Practical considerations for Ridge regression:
- Standardize variables first, otherwise penalizing \(\bmbeta^\mT\bmbeta = \sum_{j=1}^k \beta_j^2\) mixes scales
- Estimates of uncertainty for ridge regression are hard–we have introduced bias!
- Need to pick value of \(\lambda\); generalized cross-validation (“GCV”) is a common method.
15.5 LASSO
An alternative to ridge regression is the LASSO (Least Absolute Shrinkage and Selection Operator). The LASSO minimizes \[(\bmy - \bmX\bmbeta)^\mT(\bmy - \bmX\bmbeta) + \lambda \sum_{j=1}^k|\beta_j|\]
LASSO penalizes the absolute value of \(\beta_j\)’s, compared to ridge regression which penalizes the square of the \(\beta_j\)’s. This leads to smaller \(\beta_j\)’s AND values of 0 for some \(\beta_j\)’s, thus the origin of the name Shrinkage and Selection.

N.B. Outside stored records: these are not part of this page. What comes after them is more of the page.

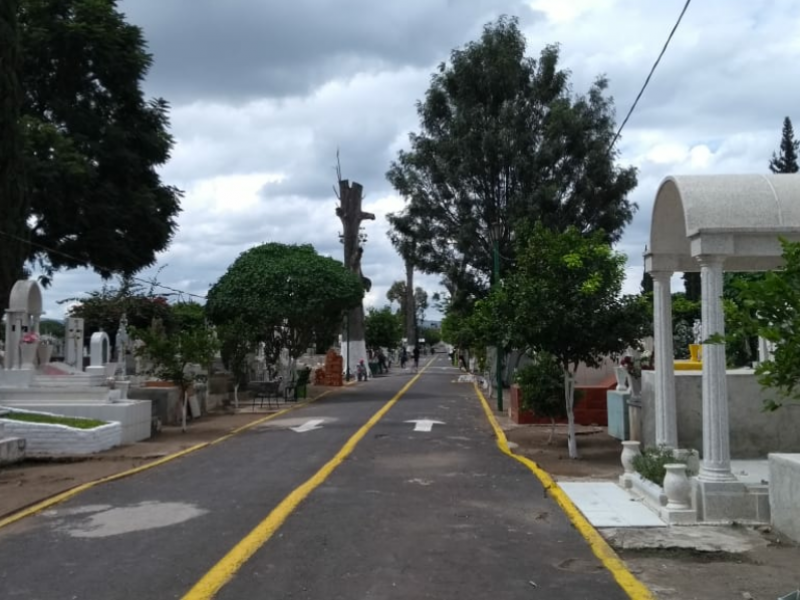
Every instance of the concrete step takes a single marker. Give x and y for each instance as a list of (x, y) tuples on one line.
[(33, 395), (68, 381)]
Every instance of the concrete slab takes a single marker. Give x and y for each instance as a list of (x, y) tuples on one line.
[(605, 504), (702, 538), (751, 472)]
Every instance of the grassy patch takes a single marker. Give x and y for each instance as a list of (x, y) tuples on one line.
[(74, 422)]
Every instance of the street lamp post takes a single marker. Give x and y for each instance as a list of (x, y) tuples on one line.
[(497, 230)]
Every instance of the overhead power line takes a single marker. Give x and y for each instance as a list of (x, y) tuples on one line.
[(650, 75), (149, 282)]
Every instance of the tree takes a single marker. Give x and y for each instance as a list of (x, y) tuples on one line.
[(785, 161), (237, 339), (14, 198), (691, 286), (565, 299), (403, 237), (420, 305), (383, 329), (173, 352), (431, 335), (103, 309), (542, 385), (92, 145), (350, 214), (769, 307), (288, 294), (502, 138)]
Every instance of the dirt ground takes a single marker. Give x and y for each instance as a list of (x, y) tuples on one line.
[(765, 569), (768, 570)]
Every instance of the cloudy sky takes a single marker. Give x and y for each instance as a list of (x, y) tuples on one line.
[(264, 92)]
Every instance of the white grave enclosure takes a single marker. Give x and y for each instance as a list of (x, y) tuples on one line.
[(64, 388)]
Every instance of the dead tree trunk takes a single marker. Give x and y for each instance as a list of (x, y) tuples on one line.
[(350, 213), (14, 201)]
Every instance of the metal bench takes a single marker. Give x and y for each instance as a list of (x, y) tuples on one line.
[(265, 390), (298, 385)]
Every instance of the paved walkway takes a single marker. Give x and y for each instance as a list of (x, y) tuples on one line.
[(413, 502)]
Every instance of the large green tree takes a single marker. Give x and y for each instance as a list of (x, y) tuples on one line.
[(503, 137), (565, 299), (785, 160), (104, 308), (769, 307), (171, 352), (289, 294), (383, 328), (92, 145)]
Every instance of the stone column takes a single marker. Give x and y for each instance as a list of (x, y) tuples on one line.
[(716, 465), (666, 411)]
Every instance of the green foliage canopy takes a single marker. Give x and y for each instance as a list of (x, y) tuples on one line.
[(565, 298), (384, 329), (503, 138), (769, 306), (288, 293)]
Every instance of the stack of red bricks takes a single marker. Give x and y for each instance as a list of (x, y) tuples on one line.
[(333, 369)]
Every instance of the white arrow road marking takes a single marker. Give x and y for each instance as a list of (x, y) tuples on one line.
[(424, 424), (308, 426)]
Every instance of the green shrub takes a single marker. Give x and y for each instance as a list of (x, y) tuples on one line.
[(650, 464), (542, 385), (74, 422)]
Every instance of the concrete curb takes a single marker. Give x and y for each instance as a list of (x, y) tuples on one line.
[(635, 589), (38, 507)]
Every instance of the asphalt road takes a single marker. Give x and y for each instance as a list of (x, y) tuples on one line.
[(409, 514)]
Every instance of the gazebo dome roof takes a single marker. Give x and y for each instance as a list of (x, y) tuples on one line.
[(738, 216)]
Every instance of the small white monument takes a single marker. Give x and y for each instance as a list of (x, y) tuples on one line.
[(22, 320), (73, 347), (99, 353)]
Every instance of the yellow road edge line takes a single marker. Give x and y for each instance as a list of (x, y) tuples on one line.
[(635, 589), (72, 492), (222, 572)]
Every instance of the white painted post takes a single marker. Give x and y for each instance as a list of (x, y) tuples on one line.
[(666, 410), (716, 465)]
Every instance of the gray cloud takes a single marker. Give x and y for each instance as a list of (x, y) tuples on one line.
[(264, 93), (244, 49)]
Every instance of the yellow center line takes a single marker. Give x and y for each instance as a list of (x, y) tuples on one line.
[(635, 589), (229, 565)]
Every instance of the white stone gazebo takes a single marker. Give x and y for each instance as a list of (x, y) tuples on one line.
[(712, 224), (22, 316)]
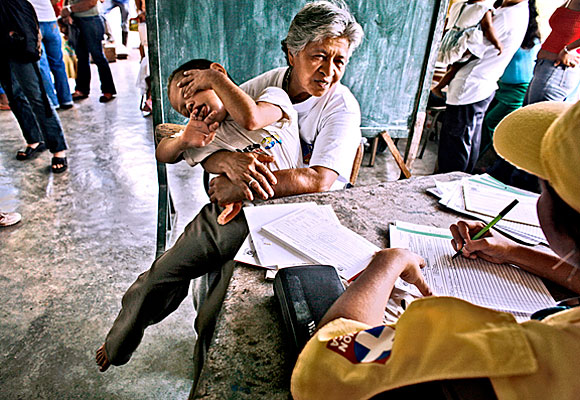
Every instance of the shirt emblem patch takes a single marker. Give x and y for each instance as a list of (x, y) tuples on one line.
[(372, 345)]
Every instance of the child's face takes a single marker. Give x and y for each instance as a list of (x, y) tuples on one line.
[(205, 101)]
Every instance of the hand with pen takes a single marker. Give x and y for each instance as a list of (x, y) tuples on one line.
[(492, 246)]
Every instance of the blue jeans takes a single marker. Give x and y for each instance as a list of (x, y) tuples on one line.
[(51, 61), (124, 7), (551, 83), (92, 30), (37, 119), (460, 136)]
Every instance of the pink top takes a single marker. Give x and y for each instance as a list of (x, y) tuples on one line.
[(565, 25)]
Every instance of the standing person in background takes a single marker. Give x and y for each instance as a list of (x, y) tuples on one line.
[(557, 73), (85, 15), (514, 82), (124, 8), (20, 77), (471, 91), (51, 59), (3, 100)]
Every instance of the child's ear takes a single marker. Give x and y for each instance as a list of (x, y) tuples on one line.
[(218, 67)]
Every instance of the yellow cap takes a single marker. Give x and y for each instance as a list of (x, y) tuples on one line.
[(544, 139)]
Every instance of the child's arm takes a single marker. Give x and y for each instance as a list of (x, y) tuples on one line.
[(199, 132), (489, 31), (242, 108)]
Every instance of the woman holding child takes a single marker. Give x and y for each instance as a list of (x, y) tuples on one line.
[(320, 41)]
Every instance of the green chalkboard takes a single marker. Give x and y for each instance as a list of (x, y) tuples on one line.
[(387, 73)]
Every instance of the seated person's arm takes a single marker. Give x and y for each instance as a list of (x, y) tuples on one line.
[(498, 249), (366, 298), (489, 31), (241, 107), (332, 154), (289, 182)]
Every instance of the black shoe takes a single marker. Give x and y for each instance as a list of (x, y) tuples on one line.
[(58, 161), (30, 153)]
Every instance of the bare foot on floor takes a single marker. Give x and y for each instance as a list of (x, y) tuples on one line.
[(102, 359)]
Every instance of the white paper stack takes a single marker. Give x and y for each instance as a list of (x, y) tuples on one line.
[(482, 197), (501, 287), (305, 233)]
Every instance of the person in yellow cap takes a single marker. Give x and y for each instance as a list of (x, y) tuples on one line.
[(443, 347)]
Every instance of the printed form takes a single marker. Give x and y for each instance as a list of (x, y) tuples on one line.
[(500, 287), (323, 242)]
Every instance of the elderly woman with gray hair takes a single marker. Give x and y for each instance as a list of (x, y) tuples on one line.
[(320, 41)]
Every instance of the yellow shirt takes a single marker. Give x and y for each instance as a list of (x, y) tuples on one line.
[(443, 338)]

LASSO is critically important in “big data” settings, since it can be applied with the sample size is less than the number of predictors (when \(n < p\)).
15.5.1 LASSO in R
In R, the primary function for computing the LASSO is glmnet()
function from glmnet
package.
- Requires you provide a matrix
x
and vectory
- Automatically scales \(x\)’s for you
alpha=1
means LASSO,alpha=0
will perform ridge regression
It is typical to use cross-validation to select the penalty parameter for LASSO, although care should be taken if the goal is coefficient interpretation.